该协议描述了一种具有成本效益和高通量的筛选方法,该方法利用 黑腹果蝇,与哺乳动物相比,果蝇具有高度保守的睡眠调节机制,使其成为研究老年人睡眠障碍的理想模型。通过给老年苍蝇施用各种小化合物,我们可以评估它们对睡眠障碍的影响。这些苍蝇的睡眠行为使用红外监测设备记录,并使用开源数据包睡眠和昼夜节律分析MATLAB程序2020(SCAMP2020)进行分析。该协议为睡眠调节提供了一种低成本、可重复且高效的筛查方法。果蝇由于其生命周期短、饲养成本低、易于处理,是该方法的绝佳对象。举例来说,其中一种测试药物利血平证明了促进老年苍蝇睡眠时间的能力,突出了该协议的有效性。

Introduction

睡眠是人类生存所必需的基本行为之一,其特征有两种主要状态:快速眼动(REM)睡眠和非快速眼动(NREM)睡眠1。NREM睡眠包括三个阶段:N1(清醒和睡眠之间的过渡)、N2(浅睡眠)和N3(深度睡眠、慢波睡眠),代表从清醒到深度睡眠的进展1。睡眠对身心健康起着至关重要的作用2.然而,衰老会降低成人的总睡眠时间、睡眠效率、慢波睡眠百分比和快速眼动睡眠百分比3.与慢波睡眠相比,老年人倾向于花更多的时间在浅睡眠中,使他们对夜间觉醒更敏感。随着觉醒次数的增加,平均睡眠时间减少,导致老年人睡眠模式碎片化,这可能与小鼠 Hcrt 神经元的过度兴奋有关4.此外,与年龄相关的昼夜节律机制下降有助于睡眠持续时间的早期转变 5,6。结合身体疾病、心理压力、环境因素和药物使用,这些因素使老年人更容易患上睡眠障碍,如失眠、快速眼动睡眠行为障碍、发作性睡病、周期性腿部运动、不宁腿综合征和睡眠呼吸障碍 7,8

流行病学研究表明,睡眠障碍与老年人慢性疾病密切相关9,包括抑郁症10,心血管疾病11和痴呆12。解决睡眠障碍在改善和治疗慢性病以及提高老年人的生活质量方面发挥着至关重要的作用。
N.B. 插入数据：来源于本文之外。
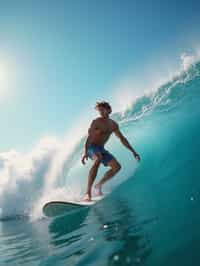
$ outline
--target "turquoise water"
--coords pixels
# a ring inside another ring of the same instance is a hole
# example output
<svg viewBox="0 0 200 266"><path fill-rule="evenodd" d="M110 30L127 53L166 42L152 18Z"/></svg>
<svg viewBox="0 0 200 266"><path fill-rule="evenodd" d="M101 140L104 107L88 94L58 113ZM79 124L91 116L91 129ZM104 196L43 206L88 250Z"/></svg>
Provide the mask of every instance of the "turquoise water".
<svg viewBox="0 0 200 266"><path fill-rule="evenodd" d="M26 169L32 177L28 180L19 174L22 170L2 163L1 173L9 169L15 185L11 189L4 182L0 191L0 265L198 265L199 106L196 63L125 113L114 114L142 161L137 164L113 138L108 148L121 161L122 171L105 188L111 191L105 199L77 213L47 219L39 204L40 215L33 215L51 156L34 160L34 174ZM78 163L81 145L51 184L57 199L59 188L68 194L84 190L89 165ZM85 177L77 181L77 173Z"/></svg>

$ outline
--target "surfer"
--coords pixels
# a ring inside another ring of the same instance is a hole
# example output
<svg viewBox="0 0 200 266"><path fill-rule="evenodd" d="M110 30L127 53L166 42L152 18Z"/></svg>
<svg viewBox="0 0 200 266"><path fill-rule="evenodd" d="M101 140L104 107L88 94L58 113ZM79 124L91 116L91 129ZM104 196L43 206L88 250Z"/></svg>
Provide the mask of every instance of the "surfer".
<svg viewBox="0 0 200 266"><path fill-rule="evenodd" d="M85 160L88 160L88 157L93 160L88 176L87 191L84 196L84 200L88 201L91 200L92 185L96 178L100 163L103 163L104 166L109 166L110 169L95 185L97 195L99 196L103 195L102 185L121 169L121 165L117 159L104 148L105 143L112 133L114 133L120 139L121 143L132 152L136 160L140 161L139 154L137 154L127 138L122 134L118 123L109 117L112 112L110 104L105 101L97 102L95 109L99 112L100 116L92 121L88 129L88 136L84 145L84 154L81 160L83 164L85 164Z"/></svg>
目前,患者主要依靠苯二氮卓类药物、非苯二氮卓类药物和褪黑激素受体激动剂等药物来改善睡眠质量13.然而,苯二氮卓类药物在长期使用后可导致受体下调和依赖性,在停药后引起严重的戒断症状14,15。非苯二氮卓类药物也有风险,包括痴呆16、骨折17 和癌症18。常用的褪黑激素受体激动剂雷美替胺可减少睡眠潜伏期,但不会增加睡眠持续时间,并且由于广泛的首过消除而存在肝功能相关问题19.阿戈美拉汀是一种褪黑激素受体激动剂和血清素受体拮抗剂,可改善与抑郁症相关的失眠,但也存在肝损伤的风险20。因此,迫切需要更安全的药物来治疗或缓解睡眠障碍。然而,目前基于分子和细胞实验的药物筛选策略,结合自动化系统和计算机分析,既昂贵又耗时21。基于结构的药物设计策略,依赖于受体结构和性质,需要对受体三维结构有清晰的认识,缺乏对药物作用的预测能力22

2000 年,根据 Campbell 和 Tobler 在 1984 23 年提出的睡眠标准,研究人员建立了简单的动物模型来研究睡眠 24,包括果蝇黑腹果蝇,它表现出类似睡眠的状态25,26尽管果蝇和人类在解剖学上存在差异,但许多调节果蝇睡眠的神经化学成分和信号通路在哺乳动物睡眠中是保守的,从而促进了人类神经系统疾病的研究27,28果蝇也广泛用于昼夜节律研究,尽管果蝇和哺乳动物之间的核心振荡器存在差异29,30,31。因此,果蝇是研究睡眠行为和进行睡眠相关药物筛选的有价值的模式生物。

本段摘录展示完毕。